Justice Secretary David Gauke told Sky News yesterday that work needed to be done to improve the prison system amid a surge in violence and drug taking.
“I accept that there are things we need to do to improve our prison system – and we have already taken a number of steps,” he said.
Richard Heaton, permanent secretary to the Ministry of Justice, called Mr Spurr “an exceptional public servant” but said the service needed to “look ahead”.
He said the time was right to “ask a new chief executive to take on this important role”.
Mr Gauke has also praised Mr Spurr’s work, saying he was “extremely grateful” for his leadership.

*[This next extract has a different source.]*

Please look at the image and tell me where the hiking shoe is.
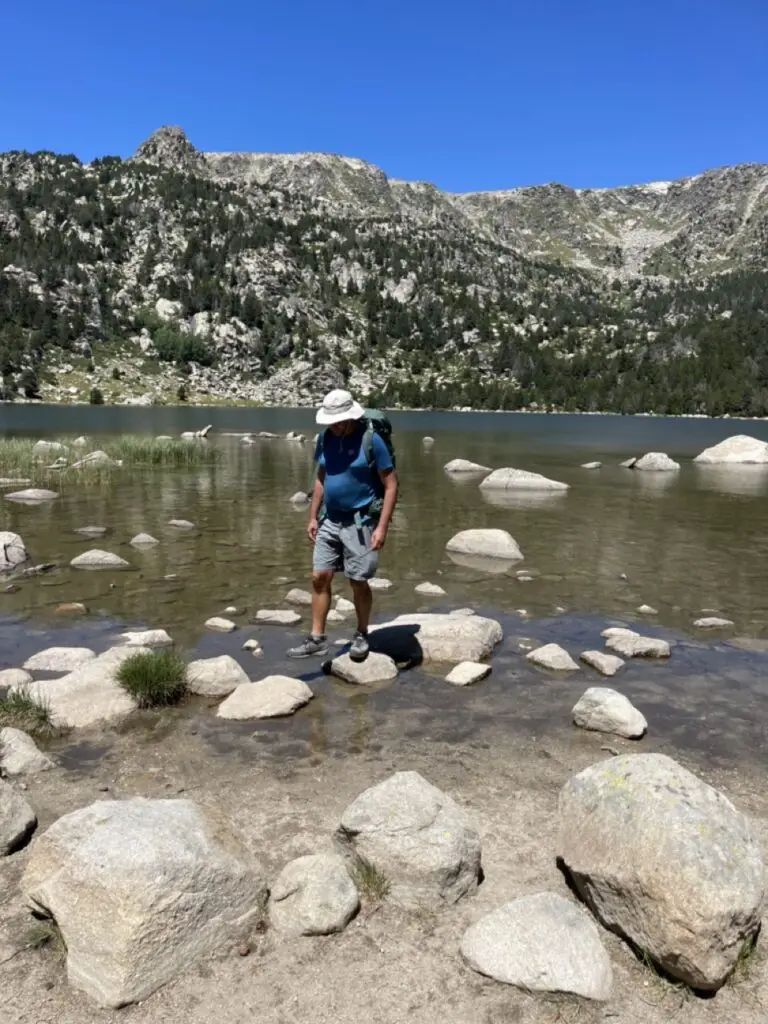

“His focus has been unwavering on doing the best for his staff and for victims of crime, on discipline in the prison estate and on caring for and rehabilitating offenders,” he said.
The formal process to appoint a new chief executive will start next month.
Mr Spurr will remain in post and will be a part of the team that will manage the transition.
Thousands of prison officers across England and Wales took part in a strike last week over safety, violence and overcrowding.
Inmates have also told Sky News that prison violence is “likely to get worse before it gets better“.
Ministry of Justice figures revealed that the number of drugs found in English and Welsh prisons rose 23% last year, and that one in five inmates tested positive for illegal substances in random tests.
The psychoactive substance spice, nicknamed “the zombie drug”, was found in 60% of these cases.
The figures also showed a 15% rise in finds of mobile phones and a 13% increase in SIM cards.